On Monday night, the Long Island Ducks organization donated 150 tickets to Seat of Dreams. The non-profit also used monetary donations to purchase another 60 tickets to the game.

Another group that took advantage of the program included 10 kids who are currently staying at a shelter in Commack. Those children, who were between nine and 13 years of age, had to make the honor roll at their school in order to attend Monday’s game, according to Rebecca Carbone, one of the chaperones for the group.

“I really like being able to see the Ducks in action,” said one 13-year-old boy from Commack, who was not permitted to share his name.

Another member of the group, a 12-year-old boy also staying at the shelter, noted that he was attending his second baseball game. He also confessed that he was most excited to get the see the fireworks after the game, which the Ducks went on to win, 9-2.

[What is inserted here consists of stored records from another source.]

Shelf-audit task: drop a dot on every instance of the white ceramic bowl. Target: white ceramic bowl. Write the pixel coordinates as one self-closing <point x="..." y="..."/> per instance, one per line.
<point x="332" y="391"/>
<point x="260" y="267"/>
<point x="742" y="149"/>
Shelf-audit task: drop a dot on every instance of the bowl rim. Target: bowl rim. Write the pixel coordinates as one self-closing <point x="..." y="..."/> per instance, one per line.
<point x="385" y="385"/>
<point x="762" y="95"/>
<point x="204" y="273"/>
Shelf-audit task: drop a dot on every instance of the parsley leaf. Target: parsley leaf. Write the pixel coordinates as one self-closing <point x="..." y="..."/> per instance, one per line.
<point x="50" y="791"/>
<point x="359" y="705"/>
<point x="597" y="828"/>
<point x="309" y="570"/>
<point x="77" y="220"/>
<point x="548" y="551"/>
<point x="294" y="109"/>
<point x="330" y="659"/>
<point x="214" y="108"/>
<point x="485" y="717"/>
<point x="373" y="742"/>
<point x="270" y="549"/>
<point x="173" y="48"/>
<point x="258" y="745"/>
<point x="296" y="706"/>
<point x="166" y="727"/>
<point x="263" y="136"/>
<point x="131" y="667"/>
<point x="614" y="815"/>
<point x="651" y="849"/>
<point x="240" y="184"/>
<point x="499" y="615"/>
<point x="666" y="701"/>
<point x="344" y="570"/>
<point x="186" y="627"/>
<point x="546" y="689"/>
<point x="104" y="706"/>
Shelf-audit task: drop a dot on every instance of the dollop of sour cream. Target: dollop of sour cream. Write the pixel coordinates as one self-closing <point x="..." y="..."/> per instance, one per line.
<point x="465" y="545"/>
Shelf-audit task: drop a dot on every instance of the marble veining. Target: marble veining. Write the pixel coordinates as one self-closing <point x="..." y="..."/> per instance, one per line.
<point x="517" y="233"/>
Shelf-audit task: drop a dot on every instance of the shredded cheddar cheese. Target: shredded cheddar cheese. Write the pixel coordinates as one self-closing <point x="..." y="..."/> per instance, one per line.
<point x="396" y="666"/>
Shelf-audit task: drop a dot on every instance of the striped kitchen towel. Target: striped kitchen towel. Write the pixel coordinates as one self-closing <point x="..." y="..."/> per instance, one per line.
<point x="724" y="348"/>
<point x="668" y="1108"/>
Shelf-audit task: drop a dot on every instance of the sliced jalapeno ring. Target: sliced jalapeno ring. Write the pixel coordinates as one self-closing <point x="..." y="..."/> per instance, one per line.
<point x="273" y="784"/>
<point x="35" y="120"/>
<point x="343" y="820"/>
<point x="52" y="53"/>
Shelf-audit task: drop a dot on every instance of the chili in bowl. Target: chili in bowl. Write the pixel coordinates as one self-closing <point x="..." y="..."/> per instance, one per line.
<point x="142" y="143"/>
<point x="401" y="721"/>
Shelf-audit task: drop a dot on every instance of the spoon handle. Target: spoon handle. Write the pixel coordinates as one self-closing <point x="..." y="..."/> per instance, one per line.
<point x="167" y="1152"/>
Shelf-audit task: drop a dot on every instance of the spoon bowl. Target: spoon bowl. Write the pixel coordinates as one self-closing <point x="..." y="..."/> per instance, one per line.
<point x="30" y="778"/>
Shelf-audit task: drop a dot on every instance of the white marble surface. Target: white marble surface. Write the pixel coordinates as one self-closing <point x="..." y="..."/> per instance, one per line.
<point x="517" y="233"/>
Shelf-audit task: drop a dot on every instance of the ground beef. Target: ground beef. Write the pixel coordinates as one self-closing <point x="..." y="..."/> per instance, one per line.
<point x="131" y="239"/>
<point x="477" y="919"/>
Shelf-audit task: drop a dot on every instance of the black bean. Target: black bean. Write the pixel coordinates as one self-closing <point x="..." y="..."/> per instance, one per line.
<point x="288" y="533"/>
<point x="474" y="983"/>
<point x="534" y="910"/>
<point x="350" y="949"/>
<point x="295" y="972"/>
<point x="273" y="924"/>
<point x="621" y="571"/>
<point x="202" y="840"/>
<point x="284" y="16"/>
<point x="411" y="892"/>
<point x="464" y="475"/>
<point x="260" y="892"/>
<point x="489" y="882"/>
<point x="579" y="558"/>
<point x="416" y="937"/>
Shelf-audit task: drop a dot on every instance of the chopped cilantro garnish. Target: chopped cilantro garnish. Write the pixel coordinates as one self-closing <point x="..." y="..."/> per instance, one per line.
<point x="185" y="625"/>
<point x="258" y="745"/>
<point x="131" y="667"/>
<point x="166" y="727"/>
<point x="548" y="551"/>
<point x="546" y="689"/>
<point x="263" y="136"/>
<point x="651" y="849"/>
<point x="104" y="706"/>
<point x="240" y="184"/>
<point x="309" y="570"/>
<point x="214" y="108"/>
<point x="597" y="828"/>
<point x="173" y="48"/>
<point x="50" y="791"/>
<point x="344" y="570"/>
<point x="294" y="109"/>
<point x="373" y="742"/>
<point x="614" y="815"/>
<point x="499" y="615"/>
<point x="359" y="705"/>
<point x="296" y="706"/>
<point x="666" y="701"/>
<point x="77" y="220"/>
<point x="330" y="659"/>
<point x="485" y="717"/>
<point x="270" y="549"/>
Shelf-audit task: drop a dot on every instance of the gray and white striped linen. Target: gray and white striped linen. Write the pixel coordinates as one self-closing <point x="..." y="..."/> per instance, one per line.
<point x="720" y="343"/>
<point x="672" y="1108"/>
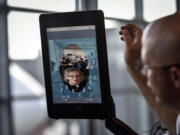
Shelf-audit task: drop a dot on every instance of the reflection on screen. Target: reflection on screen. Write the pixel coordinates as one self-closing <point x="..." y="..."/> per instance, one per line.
<point x="74" y="64"/>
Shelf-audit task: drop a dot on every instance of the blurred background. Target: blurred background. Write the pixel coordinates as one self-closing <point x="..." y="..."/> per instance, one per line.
<point x="22" y="93"/>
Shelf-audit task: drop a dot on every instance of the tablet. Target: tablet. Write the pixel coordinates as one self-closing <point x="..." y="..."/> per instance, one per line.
<point x="75" y="65"/>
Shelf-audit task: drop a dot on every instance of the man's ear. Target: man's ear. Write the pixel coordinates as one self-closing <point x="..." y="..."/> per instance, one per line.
<point x="175" y="76"/>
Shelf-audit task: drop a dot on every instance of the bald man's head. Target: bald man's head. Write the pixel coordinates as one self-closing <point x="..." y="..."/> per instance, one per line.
<point x="161" y="41"/>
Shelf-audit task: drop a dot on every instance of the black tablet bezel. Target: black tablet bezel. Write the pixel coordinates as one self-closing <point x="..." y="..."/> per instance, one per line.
<point x="80" y="110"/>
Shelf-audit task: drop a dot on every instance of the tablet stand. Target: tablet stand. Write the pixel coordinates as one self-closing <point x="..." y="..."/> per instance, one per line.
<point x="118" y="127"/>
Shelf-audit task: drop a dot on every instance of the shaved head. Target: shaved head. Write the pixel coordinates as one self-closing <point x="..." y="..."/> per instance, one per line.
<point x="161" y="41"/>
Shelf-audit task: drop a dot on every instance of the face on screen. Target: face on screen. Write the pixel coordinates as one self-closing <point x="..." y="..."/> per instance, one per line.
<point x="74" y="67"/>
<point x="74" y="64"/>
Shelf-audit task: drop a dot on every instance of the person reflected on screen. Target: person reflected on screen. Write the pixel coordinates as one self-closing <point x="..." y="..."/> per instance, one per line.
<point x="74" y="79"/>
<point x="153" y="60"/>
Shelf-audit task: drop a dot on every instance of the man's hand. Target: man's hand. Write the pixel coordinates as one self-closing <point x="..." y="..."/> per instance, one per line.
<point x="132" y="35"/>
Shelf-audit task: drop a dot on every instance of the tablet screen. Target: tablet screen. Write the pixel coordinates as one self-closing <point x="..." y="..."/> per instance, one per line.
<point x="74" y="64"/>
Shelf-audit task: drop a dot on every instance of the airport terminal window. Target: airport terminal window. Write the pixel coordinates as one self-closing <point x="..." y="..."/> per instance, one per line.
<point x="126" y="9"/>
<point x="50" y="5"/>
<point x="24" y="35"/>
<point x="154" y="9"/>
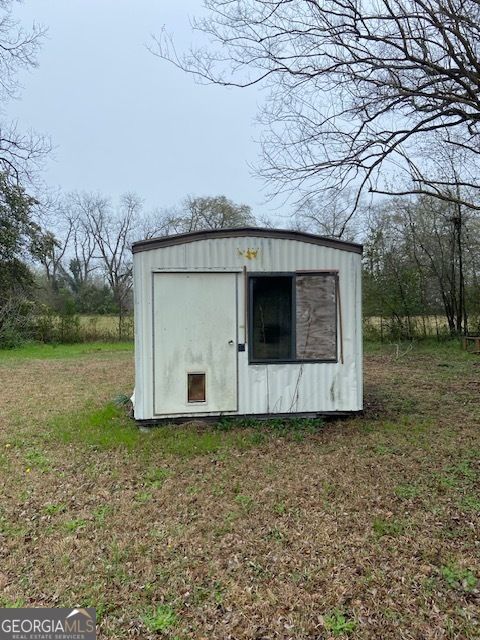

Seats of Dreams also donates tickets to local charities and families.

Andrew Sussman, 18, of North Babylon received three tickets to Monday’s game. He was born with a brain tumor and has endured multiple surgeries. He and his mother, Bonny, have known Mr. Greenbaum for years because of his philanthropy work with young men and women who have also suffered brain injuries.

Mr. Sussman noted that Monday marked the first time he has gotten to see a game through Seats of Dreams—and he was not disappointed.

“It’s awesome,” said Mr. Sussman, who hoped the catch a foul ball before the evening was over. “I’m really enjoying it.”

Mr. Greenbaum noted that his organization is set to give away an estimated 11,000 tickets this baseball season. “We’re creating great fans,” he added.

Ducks’ tickets typically sell for between $11 and $15 each, and this year marks the first time that Seats of Dreams is partnering with the organization. The Ducks donate, on average, about 10 tickets to the non-profit for each home game, a partnership that box office manager Ben Harper said he would like to see continue in the future.

Seats of Dreams also works with a large number of local charities, including the Family Service League, a Long Island non-profit that helps families struggling with homelessness, unemployment and mental illness.

“The baseball games allow families to come together for a special day at the ballpark—many have never had this opportunity before,” Tricia O’Hare, the East End director of development for the Family Service League, wrote in an email. “Seats of Dreams’ efforts work well with the FSL mission of helping Long Island families mobilize their strengths and improve the quality of their lives at home and in the community.”